Flavia Accorsi | |
| lundi, 07 juillet 2008 | |
Mais quelle est donc cette tempête qui nous transporte par-delà les cieux ? Le docteur Sylvain Mimoun répond à nos questions. Et bouscule quelques idées reçues.
Quelles sont les différentes sources d'orgasme ?
Presque toutes les femmes sont clitoridiennes. En revanche, toutes n'accèdent pas à l'orgasme vaginal, même si elles ont, physiologiquement, la capacité de l'atteindre. Il survient souvent après la trentaine, parce que les femmes connaissent mieux leur corps, cernent mieux leurs désirs et s'abandonnent donc plus facilement. L'orgasme clitoridien est classiquement décrit comme plus bref, plus aigu et moins irradiant que le vaginal.
Un orgasme anal est également possible.
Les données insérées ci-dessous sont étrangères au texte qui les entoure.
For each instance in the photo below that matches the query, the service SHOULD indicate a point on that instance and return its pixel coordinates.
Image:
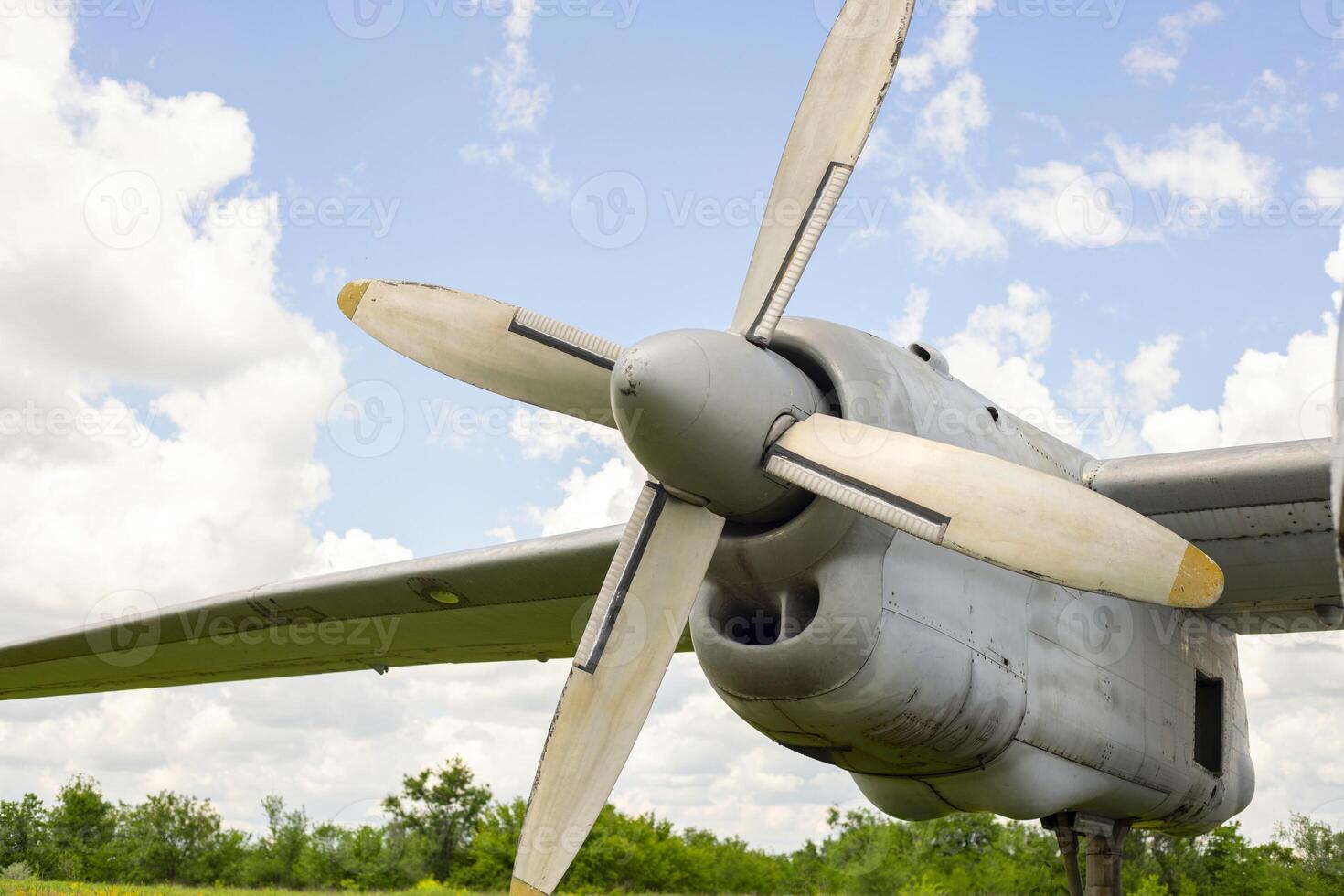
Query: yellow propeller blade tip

On suppose qu'il est déclenché par la stimulation du point G par le pénis (voir « Qu'est-ce que le point G ? ») à travers la paroi rectale. On explique également cet orgasme par l'excitation cérébrale que procure cette pratique et par la masturbation à laquelle elle est souvent associée.
L'orgasme peut également être provoqué par la stimulation de zones érogènes diverses, comme les seins, les fesses, le nombril, etc. Tout dépend de l'investissement érotique de notre corps. Il existe même des orgasmes sans contact physique, rarissimes il est vrai, et réservés aux championnes de la concentration et du fantasme.
Combien de temps dure un orgasme ?
Entre dix et trente secondes. Plus on lâche le cérébral au profit des sensations, et plus il est intense et durable.
Entre dix et trente secondes. Plus on lâche le cérébral au profit des sensations, et plus il est intense et durable.
Qu'est-ce que le point G ?
Ce fameux point, ou zone Grafenberg, du nom du médecin américain qui l'a décrite dans les années 50, est un coussinet situé sur la paroi antérieure du vagin, à quatre ou cinq centimètres de l'orifice vulvaire, et dont la stimulation déclencherait l'orgasme. Il serait l'équivalent féminin de la prostate et pourrait, chez certaines femmes, sécréter au moment de l'orgasme un liquide incolore, inodore, moins visqueux que les sécrétions vaginales, un liquide semblable aux sécrétions prostatiques de l'homme.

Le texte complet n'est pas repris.